As a cleric, I am of course concerned both that we tell our story and how we tell it, and of course this evokes Jesus' particular use of parables. These were vivid, brief, powerful, and open-ended, drawing his listeners into real life, familiar, yet timeless and universal situations, and confronting them and us with the demand for a decision or a response. There are some good contemporary examples of this innovative, 'parabolic' approach: the thoughtful, provocative songs and prose writings of Sydney Carter, the often over-used, but on-the-button poems of T.S. Eliot and John Betjeman, the unconventional paintings of Stanley Spencer, the hymns of Brian Wren, and the excellent if controversial Martin Scorsese film The Last Temptation of Christ. All of these tell the Christian story in ways that, without diminishing the original, nonetheless strip layers away to reveal a core that can resonate today; and they are accessible, comprehensible, without requiring the listener or viewer to sign up for anything, least of all propositional doctrine.

And there is also an example – perhaps one of many, but the only one known to and experienced by me - of an experiment not simply in telling the story but in living it out, namely the Iona Community, founded in the 1930s by a friend of my uncle Boris, the Church of Scotland minister, George McLeod. McLeod recognised that there was a deep and urgent need for clergy to find new ways of communicating and living the gospel, resulting in a scattered community which crosses the boundaries of race, gender, sexual orientation, and denominational affiliation, and which brings together work and worship, prayer and politics, the 'sacred' and the 'secular' in ways that reflect a strongly incarnational theology.

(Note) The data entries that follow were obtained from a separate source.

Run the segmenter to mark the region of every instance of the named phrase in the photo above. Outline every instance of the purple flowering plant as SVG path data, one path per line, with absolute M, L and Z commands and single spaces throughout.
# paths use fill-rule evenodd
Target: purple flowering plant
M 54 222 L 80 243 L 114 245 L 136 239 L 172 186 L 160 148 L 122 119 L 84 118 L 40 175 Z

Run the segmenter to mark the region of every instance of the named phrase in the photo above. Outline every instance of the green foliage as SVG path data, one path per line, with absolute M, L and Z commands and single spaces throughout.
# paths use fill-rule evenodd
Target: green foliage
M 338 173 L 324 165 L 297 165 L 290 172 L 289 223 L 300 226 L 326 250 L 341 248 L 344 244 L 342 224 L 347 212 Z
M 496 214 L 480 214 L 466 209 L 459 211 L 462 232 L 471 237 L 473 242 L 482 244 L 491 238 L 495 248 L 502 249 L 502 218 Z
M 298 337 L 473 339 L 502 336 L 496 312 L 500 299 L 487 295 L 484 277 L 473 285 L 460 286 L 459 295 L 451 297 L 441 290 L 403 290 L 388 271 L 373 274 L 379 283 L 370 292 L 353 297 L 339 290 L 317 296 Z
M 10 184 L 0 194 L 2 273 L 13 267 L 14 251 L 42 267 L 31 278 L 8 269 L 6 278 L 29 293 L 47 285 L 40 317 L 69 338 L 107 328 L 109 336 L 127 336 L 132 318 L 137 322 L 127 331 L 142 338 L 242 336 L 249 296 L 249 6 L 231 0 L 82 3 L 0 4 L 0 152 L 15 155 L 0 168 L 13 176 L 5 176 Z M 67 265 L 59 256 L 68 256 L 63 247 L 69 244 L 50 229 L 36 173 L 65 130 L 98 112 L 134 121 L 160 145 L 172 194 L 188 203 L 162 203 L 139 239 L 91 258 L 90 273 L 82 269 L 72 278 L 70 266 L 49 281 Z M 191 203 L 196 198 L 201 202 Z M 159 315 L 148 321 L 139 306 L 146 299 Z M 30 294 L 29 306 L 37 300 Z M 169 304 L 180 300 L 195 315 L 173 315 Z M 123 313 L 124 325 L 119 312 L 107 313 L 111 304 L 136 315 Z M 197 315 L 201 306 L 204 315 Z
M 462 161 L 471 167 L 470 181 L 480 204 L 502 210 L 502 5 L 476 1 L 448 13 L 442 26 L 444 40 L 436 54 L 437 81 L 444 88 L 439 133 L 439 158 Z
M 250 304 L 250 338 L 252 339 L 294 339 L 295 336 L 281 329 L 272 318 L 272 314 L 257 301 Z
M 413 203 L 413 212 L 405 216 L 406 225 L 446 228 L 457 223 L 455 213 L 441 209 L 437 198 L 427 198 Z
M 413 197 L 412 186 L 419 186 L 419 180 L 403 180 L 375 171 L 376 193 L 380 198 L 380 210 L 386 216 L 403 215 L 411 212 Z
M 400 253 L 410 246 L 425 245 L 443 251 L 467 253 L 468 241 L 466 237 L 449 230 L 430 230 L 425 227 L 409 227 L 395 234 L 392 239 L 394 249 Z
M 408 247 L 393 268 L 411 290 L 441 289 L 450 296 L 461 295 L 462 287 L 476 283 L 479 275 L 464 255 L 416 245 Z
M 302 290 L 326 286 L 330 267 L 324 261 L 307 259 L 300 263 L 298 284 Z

For me, the Iona Community is a model of how the Christian story can be both communicated and lived in the here and now, rather than the various no doubt well-intentioned efforts to create 'church' in new styles, or to dress it in supposedly modern clothes, aiming to reach the un-churched. Perhaps, indeed, the concept of 'church' needs if not to be thrown away, then certainly recast. What is important is not the institution it once was, nor the resources represented by church buildings, nor the documented numbers of church members, but trust in God and in each other, so that we can 'sing the Lord's song', albeit in the strange land of today, and to join in the telling of a story which can help any and all people both to heal and to enable their optimum health – physical, emotional, mental, and spiritual – regardless of who they are or what they have been. The community of faith, the household of God, is not for the favoured few, nor for those who attach this label or that to themselves or others, but for everyone who is touched by God's grace, and all those who seek to be.

My question is answered, not just in terms of a 'what' but also a 'who', and a little bit of 'how' and 'why'. To 'where' and 'when' the answer is always the same: here and now. And it only took forty-five years!